The Coca-Cola Company reported improved operating margin and earnings per share driven by pricing actions amid a “dynamic external environment.”
Net revenue declined 2% to $11.1 billion during Q1 while organic revenues grew 6%. Coke did see a lift in its operating margin, up 32.9% (compared to 18.9% in Q1 2024) as pricing rose 5% across segments.
“During the quarter, some markets improved sequentially, while other markets faced macroeconomic uncertainty and geopolitical tensions that impacted consumer confidence and consumption behaviors,” said CEO and chairman James Quincey in prepared remarks. “We’re getting more granular and tailoring our execution to be local in key geographies, categories and channels.”
Organic revenue was up 6% across segments. Latin America rose the highest in the quarter to 13%. Consolidated unit case volume rose 2%; yet, the North America and Bottling Investments segments saw volumes drop 3% and 17%, respectively.
As with any global business, the impact of tariffs and how Coke was adapting to the evolving trade environment was the main topic of conversation during the first quarter earnings call.

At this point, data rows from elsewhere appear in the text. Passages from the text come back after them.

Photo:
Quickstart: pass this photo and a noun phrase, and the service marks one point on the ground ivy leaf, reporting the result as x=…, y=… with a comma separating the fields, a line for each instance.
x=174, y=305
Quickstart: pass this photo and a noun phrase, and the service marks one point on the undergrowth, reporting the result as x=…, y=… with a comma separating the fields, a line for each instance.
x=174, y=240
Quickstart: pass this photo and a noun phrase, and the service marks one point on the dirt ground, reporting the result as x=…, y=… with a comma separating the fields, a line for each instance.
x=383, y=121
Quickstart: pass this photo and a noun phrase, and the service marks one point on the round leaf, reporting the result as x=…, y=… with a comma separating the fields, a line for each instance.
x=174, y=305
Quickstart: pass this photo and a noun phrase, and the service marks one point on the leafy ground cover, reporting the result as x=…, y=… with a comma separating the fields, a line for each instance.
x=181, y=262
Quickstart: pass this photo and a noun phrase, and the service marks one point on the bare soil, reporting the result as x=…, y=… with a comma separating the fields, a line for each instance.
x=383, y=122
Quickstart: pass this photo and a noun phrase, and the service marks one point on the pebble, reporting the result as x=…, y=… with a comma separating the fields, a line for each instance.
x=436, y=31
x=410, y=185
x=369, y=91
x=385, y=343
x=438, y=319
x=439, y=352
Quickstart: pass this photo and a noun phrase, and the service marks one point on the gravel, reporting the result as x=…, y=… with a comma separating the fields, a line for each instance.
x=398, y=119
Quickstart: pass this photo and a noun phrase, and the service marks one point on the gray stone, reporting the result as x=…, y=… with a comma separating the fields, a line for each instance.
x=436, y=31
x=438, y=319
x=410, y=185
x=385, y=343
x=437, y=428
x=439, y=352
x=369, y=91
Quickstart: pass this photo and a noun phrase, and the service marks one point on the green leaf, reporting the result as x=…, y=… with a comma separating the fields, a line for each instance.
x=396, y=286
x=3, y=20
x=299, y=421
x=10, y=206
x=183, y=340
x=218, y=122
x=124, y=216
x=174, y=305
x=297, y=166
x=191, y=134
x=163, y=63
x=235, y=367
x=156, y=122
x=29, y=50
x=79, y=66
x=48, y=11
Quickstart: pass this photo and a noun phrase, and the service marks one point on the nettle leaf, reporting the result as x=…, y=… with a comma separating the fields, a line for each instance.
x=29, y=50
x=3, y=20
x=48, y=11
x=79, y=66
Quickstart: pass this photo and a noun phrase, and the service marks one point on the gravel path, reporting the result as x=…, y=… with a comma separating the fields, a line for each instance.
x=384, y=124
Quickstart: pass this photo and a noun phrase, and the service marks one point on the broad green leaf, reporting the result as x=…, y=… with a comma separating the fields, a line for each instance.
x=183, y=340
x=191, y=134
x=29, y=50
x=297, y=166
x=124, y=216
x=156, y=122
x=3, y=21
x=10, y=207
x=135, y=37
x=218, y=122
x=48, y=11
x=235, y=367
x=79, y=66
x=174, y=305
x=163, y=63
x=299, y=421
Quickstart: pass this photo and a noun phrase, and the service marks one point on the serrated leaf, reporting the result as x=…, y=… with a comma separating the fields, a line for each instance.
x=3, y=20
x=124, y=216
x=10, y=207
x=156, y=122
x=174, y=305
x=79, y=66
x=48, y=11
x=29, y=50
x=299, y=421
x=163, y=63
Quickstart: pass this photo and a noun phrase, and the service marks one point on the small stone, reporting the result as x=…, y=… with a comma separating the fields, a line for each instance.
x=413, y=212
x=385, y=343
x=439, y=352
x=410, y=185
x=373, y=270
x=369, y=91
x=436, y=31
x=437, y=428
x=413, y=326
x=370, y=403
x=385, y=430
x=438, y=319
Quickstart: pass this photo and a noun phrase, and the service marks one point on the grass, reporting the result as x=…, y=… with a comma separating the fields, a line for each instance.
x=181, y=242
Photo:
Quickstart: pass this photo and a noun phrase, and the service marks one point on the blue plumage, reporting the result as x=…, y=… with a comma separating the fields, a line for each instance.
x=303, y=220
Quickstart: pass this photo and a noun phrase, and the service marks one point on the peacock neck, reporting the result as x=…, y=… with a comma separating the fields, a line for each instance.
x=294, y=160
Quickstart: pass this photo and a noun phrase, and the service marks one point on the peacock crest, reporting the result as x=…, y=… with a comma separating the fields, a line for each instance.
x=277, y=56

Coke executives stressed the “local” nature of its business structure and how it has leveraged its direct regional ties to improve margins in certain markets.
Quincey pointed to its “Hecho en Mexico” campaign as an example of how Coke is building back trust amid a dip in consumer sentiment.
“The imperative is to make the global brand locally relevant,” he said during the question-and-answer section of the call. “In the moments of geopolitical tension, one of the key strategies is to reinforce ‘Made In’ or ‘Made By.’”
Despite the optimism, Coke leadership emphasized that there was still a lot of uncertainty ahead with Q2 expected to be “choppy” but “manageable.”
Coke maintained its 2025 organic revenue growth outlook at between 5% and 6%, but the company did lower its comparable currency neutral EPS (non-GAAP) growth to 7% to 9%, slightly down from 8% to 10%.
The decision to maintain its full-year forecast comes in contrast to PepsiCo which lowered its earnings predictions last week. Similar to Coke, KDP also held strong in its FY2025 outlook.
“There’s still a lot of volatility out there with emerging markets,” said president and CMO John Murphy. “Each quarter has its own personality nowadays, and so I’d look at the full year versus the dynamics of any one quarter.”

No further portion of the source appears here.